# What problems does owning a CNC solve?



## Loren (May 30, 2008)

I actually know what major problems CNC would solve for me if
I had the space for a full-sized machine. I don't though,
so I cut out parts with saws. I'm sure there are benefits
and hassles to owning a CNC machine I don't know about 
though, so I'm asking.

I'm curious about how people with CNC machines have
found efficiencies or new profit sources as a result.

An example would be:

"I found cutting out melamine cabinet parts with the CNC
machine minimized chip-out and required less time than
keeping a scoring saw set up and maintained."


----------



## Doss (Mar 14, 2012)

Loren, what size CNC machines are we talking about here and at what price point? I'm sure you realize CNC machines come in all shapes and sizes and prices (err… none of them are cheap though).

I'm thinking for most people it's going to come down to at least 1 of 3 things (though each could have several aspects):

1. Precision
2. Repeatability
3. Time/material savings (maybe this is 2 things)

I'm in the process of ordering (waiting to get the okay from the other account holder) a small CNC and a 3D printer. This will make milling and producing smaller, high-precision parts easier (if you don't like to tinker and troubleshoot though, you're wasting your time with the "cheaper" machines).


----------



## ssnvet (Jan 10, 2012)

We bought our first CNC at work to run a specific job…. headers used for large spools of film. They were made by sandwhiching 2x lumber between two outer layers of plywood and then routing a 'U' shape in one end. We ran hundreds of these with a set up that allowed the operator to switch back and forth between two stations…. where he would unload/clear/load one station, while the other station was cutting.

The second benefit we quickly realized was accuracy. We often run plywood parts used in packaging assemblies, such as crate decks, with slots for strapping and holes to bolt the product down. These holes had to match up perfectly to the customers product….. and a properly set up CNC doesn't miss.

The third benefit was the ability to design parts with any type of crazy countour, without ever asking "how will the guys in the shop cut this". In general, if you can imagine it, you can cut it.

We're in an industrial, factory setting…. so space, power, air, etc… where all available.

Some years ago our owners bought a small Architectural Millwork company that speciallizes in retail store fronts, bank lobbies, etc… and I thought they would really make use of the CNC. But they had their ways of making cabinets and didn't want/need to convert over to the production methods that are tailored for high volume cabinet manufacturing. So they infrequently use the machine to route some lettering in a sign, or to cut ADA logos into table tops, or for some higher volume store displays.

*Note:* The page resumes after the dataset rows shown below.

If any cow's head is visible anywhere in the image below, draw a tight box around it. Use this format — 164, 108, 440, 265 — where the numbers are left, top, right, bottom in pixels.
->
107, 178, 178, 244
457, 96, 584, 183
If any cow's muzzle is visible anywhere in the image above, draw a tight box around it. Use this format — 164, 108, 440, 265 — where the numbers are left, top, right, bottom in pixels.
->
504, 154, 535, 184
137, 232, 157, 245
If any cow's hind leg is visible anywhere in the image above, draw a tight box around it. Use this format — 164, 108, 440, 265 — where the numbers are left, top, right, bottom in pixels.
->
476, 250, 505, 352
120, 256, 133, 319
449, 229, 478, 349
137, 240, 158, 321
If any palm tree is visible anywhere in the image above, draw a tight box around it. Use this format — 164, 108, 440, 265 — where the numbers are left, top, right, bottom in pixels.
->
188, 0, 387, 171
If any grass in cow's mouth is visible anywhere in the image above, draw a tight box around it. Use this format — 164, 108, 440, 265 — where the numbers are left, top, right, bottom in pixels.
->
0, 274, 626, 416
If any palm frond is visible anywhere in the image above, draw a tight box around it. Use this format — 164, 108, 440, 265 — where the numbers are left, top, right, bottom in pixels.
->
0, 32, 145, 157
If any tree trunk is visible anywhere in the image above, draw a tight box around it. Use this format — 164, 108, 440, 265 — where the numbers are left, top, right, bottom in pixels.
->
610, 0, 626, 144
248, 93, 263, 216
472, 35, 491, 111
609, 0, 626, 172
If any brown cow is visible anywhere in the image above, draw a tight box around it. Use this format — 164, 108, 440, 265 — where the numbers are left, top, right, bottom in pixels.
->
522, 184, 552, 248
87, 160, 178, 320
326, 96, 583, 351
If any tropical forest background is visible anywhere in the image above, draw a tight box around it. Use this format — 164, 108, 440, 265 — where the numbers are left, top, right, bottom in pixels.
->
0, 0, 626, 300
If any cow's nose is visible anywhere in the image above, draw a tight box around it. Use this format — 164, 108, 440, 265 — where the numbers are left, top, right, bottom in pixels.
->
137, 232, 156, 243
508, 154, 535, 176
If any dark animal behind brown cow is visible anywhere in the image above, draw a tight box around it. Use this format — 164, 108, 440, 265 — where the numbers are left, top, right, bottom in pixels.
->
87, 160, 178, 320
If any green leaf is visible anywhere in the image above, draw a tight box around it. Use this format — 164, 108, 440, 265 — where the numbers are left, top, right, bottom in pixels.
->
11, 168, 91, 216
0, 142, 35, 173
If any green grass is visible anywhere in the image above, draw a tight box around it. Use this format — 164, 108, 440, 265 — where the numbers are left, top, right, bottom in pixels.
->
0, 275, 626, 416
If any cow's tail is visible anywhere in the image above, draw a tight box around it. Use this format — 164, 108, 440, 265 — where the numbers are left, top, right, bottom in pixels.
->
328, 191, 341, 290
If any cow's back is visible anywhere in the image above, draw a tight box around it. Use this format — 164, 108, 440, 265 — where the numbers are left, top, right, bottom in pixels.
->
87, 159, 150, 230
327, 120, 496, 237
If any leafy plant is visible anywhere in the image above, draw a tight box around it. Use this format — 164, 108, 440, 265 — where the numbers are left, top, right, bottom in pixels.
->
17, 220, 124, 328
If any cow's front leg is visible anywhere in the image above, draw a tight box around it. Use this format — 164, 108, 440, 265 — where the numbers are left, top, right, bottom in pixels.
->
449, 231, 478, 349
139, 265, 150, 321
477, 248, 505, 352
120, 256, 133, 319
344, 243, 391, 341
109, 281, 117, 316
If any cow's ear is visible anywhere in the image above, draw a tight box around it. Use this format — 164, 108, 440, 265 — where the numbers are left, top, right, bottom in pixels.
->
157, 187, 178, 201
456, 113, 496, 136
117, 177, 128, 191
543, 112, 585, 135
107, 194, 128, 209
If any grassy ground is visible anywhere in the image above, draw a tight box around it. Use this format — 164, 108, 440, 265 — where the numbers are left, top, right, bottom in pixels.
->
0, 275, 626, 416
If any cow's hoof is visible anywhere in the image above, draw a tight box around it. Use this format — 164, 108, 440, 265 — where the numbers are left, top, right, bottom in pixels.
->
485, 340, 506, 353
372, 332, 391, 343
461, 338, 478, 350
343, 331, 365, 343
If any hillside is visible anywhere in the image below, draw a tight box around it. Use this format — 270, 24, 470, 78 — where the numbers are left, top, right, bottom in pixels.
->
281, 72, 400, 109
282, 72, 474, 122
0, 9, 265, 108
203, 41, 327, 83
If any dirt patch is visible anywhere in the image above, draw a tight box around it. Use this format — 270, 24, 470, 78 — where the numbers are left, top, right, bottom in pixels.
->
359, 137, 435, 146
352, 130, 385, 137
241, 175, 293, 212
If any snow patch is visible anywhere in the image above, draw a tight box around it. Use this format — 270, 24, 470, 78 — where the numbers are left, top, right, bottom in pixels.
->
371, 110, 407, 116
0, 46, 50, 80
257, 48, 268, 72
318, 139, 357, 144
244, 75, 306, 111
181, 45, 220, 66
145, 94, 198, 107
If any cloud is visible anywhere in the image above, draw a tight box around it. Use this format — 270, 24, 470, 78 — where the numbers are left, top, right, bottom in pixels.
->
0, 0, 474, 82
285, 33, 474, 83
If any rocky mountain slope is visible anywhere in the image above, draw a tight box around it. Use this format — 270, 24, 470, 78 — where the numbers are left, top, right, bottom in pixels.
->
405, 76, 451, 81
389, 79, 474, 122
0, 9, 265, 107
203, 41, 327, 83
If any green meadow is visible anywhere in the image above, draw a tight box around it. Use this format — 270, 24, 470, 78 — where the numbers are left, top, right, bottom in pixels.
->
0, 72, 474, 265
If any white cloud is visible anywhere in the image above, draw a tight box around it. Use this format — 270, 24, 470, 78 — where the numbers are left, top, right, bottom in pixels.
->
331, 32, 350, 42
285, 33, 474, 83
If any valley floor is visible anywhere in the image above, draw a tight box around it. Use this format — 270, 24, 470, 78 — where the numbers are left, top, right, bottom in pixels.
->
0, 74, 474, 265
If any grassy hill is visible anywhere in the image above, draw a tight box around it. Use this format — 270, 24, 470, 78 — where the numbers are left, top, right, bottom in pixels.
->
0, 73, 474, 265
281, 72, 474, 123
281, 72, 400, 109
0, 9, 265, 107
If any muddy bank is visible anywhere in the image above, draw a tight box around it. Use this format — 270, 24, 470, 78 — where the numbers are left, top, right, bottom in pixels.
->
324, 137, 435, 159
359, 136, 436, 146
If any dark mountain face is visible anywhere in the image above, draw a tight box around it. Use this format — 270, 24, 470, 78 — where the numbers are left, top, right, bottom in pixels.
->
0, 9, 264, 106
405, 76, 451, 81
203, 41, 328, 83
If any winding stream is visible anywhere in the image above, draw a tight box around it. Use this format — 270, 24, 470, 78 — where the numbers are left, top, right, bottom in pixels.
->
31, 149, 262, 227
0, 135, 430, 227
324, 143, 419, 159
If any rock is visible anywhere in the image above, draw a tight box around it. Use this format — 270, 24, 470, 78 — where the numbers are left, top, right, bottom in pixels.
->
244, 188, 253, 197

OBTW, if you use a good quality "compression" bit, and have your feeds and speeds set up correctly, you can route melomine all day long with almost no chip out on either to top or bottom edges.


----------



## dkirtley (Mar 11, 2010)

It really isn't all that different. Just gives you another tool to make you more flexible. It doesn't really add any capability that you can't do with regular tooling but it does offer repeatability and free you to work on other things while it is cutting. It is also not an all or nothing proposition. You can mix and do some operation by CNC and others by manual machines or by hand.

Another thing to consider is whether you are talking about just making cuts like and saw would make router or are looking at 3D cutting. You can also get a 4-axis and 5-axis machines that can cut much more complex parts. A 4th axis is usually an option on a CNC router type machine but a 5-axis is a whole other world. The 4 axis would be able to do things like table legs and such with various shapes. It also raises the price for the CAM software to handle the other cutting.

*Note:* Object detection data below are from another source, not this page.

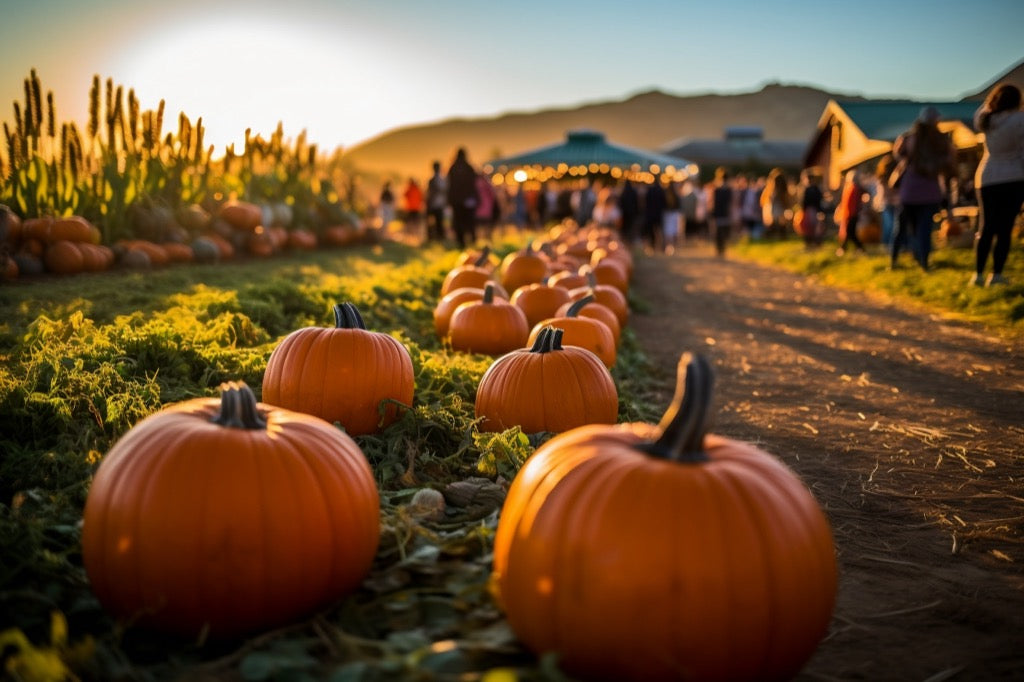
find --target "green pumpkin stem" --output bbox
[565,290,594,317]
[529,327,564,353]
[210,381,266,431]
[642,352,715,463]
[334,303,367,329]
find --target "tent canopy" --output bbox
[485,130,697,181]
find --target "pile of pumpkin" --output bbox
[0,201,370,281]
[82,224,837,680]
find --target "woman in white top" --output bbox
[971,83,1024,286]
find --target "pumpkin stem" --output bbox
[210,381,266,430]
[529,327,565,353]
[641,352,715,463]
[565,290,594,317]
[334,303,367,329]
[473,244,490,267]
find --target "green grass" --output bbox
[734,239,1024,337]
[0,235,657,680]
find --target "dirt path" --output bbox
[631,245,1024,682]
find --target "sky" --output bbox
[0,0,1024,151]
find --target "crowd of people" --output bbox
[378,83,1024,286]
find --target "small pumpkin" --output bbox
[82,383,380,638]
[510,280,571,327]
[263,303,416,435]
[526,296,616,370]
[474,323,618,433]
[449,283,529,355]
[569,265,630,327]
[493,353,838,680]
[433,287,502,339]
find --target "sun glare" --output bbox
[106,14,440,156]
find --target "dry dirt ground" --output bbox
[631,245,1024,682]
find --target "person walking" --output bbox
[836,170,865,256]
[890,105,956,272]
[427,161,447,242]
[447,147,479,249]
[971,83,1024,287]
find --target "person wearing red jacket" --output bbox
[836,170,865,256]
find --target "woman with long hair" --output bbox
[891,105,956,271]
[971,83,1024,286]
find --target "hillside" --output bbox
[345,84,854,182]
[345,57,1024,178]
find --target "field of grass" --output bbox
[734,238,1024,337]
[0,235,659,680]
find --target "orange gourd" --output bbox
[493,353,838,680]
[474,327,618,433]
[526,296,616,370]
[449,284,529,355]
[82,384,380,638]
[434,287,502,339]
[263,303,416,435]
[510,281,570,327]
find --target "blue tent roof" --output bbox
[486,130,692,171]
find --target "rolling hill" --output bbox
[344,61,1024,179]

The machines from Legacy Woodworking Machinery give you an idea of some flexibility. It is not a real plug and play operation. It takes some real learning and practice to get really complex things out of one.


----------



## Loren (May 30, 2008)

Well, I have a small vertical mill and I'm getting interested
in using machined aluminum parts in my designs so that's part
of what I'm thinking about. For woodworking the mill's
work envelope is restricted but I could use it to make 
precision templates for overarm routing, for example.

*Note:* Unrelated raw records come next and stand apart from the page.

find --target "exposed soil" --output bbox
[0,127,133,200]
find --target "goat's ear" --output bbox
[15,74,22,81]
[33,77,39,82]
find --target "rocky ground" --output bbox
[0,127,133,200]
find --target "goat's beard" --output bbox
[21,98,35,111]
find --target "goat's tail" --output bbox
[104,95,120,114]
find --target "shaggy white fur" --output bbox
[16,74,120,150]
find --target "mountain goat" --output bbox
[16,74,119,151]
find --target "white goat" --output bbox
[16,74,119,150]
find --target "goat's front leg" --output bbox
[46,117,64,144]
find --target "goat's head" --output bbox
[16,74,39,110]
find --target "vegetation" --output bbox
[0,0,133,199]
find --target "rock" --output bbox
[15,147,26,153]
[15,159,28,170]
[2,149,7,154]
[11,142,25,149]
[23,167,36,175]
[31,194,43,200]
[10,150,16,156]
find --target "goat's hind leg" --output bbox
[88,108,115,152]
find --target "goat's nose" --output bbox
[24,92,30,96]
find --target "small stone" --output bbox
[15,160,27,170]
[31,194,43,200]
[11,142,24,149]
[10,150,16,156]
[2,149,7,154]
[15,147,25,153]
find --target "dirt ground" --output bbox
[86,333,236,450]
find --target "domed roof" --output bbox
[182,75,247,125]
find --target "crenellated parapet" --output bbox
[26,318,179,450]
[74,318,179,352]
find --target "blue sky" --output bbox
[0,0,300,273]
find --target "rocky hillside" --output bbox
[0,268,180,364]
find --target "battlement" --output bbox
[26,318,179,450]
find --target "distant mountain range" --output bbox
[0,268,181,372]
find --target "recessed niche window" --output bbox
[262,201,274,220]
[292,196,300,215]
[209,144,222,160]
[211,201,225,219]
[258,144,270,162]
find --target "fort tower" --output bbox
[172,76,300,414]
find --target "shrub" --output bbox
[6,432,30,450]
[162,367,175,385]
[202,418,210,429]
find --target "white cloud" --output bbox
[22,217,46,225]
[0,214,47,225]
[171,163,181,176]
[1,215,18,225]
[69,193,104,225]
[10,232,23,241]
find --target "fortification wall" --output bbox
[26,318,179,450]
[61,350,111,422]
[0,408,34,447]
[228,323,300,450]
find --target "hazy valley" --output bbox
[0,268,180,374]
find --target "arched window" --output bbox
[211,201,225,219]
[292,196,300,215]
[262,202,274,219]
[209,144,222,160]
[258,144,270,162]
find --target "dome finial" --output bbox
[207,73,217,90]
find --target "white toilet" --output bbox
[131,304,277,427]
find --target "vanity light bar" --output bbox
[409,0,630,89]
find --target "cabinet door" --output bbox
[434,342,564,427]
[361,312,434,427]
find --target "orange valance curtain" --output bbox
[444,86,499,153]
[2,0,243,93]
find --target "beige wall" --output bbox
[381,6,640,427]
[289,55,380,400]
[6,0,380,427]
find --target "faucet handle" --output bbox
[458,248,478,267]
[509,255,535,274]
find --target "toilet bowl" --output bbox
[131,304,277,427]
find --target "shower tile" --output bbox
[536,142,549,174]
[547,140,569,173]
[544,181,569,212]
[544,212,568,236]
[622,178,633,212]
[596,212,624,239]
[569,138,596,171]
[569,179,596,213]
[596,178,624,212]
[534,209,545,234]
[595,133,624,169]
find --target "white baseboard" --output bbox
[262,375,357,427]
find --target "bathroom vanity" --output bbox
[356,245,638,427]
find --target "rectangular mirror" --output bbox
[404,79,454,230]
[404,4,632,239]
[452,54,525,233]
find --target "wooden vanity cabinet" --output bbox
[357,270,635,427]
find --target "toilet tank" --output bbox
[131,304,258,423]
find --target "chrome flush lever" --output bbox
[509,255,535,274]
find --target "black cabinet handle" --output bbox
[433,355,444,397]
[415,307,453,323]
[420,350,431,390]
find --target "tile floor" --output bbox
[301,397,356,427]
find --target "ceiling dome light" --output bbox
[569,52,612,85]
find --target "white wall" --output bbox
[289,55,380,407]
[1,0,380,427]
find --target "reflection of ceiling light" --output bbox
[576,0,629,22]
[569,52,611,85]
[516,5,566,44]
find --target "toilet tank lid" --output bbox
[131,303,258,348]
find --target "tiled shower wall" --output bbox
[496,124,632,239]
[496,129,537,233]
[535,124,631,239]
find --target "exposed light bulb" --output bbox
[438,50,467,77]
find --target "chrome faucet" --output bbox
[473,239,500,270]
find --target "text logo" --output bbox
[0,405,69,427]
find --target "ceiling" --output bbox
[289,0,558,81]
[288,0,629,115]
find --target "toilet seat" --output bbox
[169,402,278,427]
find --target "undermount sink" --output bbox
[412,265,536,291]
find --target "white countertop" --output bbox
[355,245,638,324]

I'm moving also towards cutting sheet goods on a vertical
saw I built (the saw is in its second iteration). In terms
of making a compromise between floor space and woodworking,
I may look into building a cnc with a 24"x72" work enveloped,
or thereabouts.


----------



## dkirtley (Mar 11, 2010)

Be sure to check out rawdawgs50 here on Lumberjocks. He is in the middle of one of the nicest home built CNC I have seen to date.


----------



## ssnvet (Jan 10, 2012)

CNCzone.com is the most active forum I've seen for all thing CNC


----------



## dannelson (Nov 28, 2011)

I saw a nice used shop bot go for $3600 . The smallest id go for a machine is 48×96. we cut aluminum on our bot all the time as well as plastic , wood , brass, foam ect. as mentioned before you cannot beat a cnc for curved work whatso ever. We did a 92' radius for a glass curtain wall for layout all plotted on 5×10 sheets of 3/4 ply that dog boned to together flawlessly try that with a swing jig. sounds like space is a factor for you. when we bought our cnc I was able to sell my panel saw. downsize my jointer and still get by with my small 15" planer. About the only bad thing that I can say about cnc is that you cant run them in a thunderstorm when the power is flickering. very bad things happen to what your cutting if you loose power for an instant. As for profit sources start dreaming, check out the VETRIC software we use vetric aspire and couldnt be happier.


----------



## tyskkvinna (Mar 23, 2010)

I have found with CNC I can do a lot of tasks more accurately and depending on what it is, faster (sometimes, depending on what it is - slower).

For example, yesterday I used the CNC router to cut out shelving panels for a project the guys in engineering are making. They were 20"x20" with .568" holes spaced 1.2" off the edges with an 11.23×10.68" rectangular hole in the middle.

I COULD have cut these out by hand, using a router, a table saw and/or bandsaw and/or panelsaw, and a drill-but I made 18 of them yesterday and they were all exactly the same, and each piece took 2 minutes and 35 seconds to cut out (.75" ply)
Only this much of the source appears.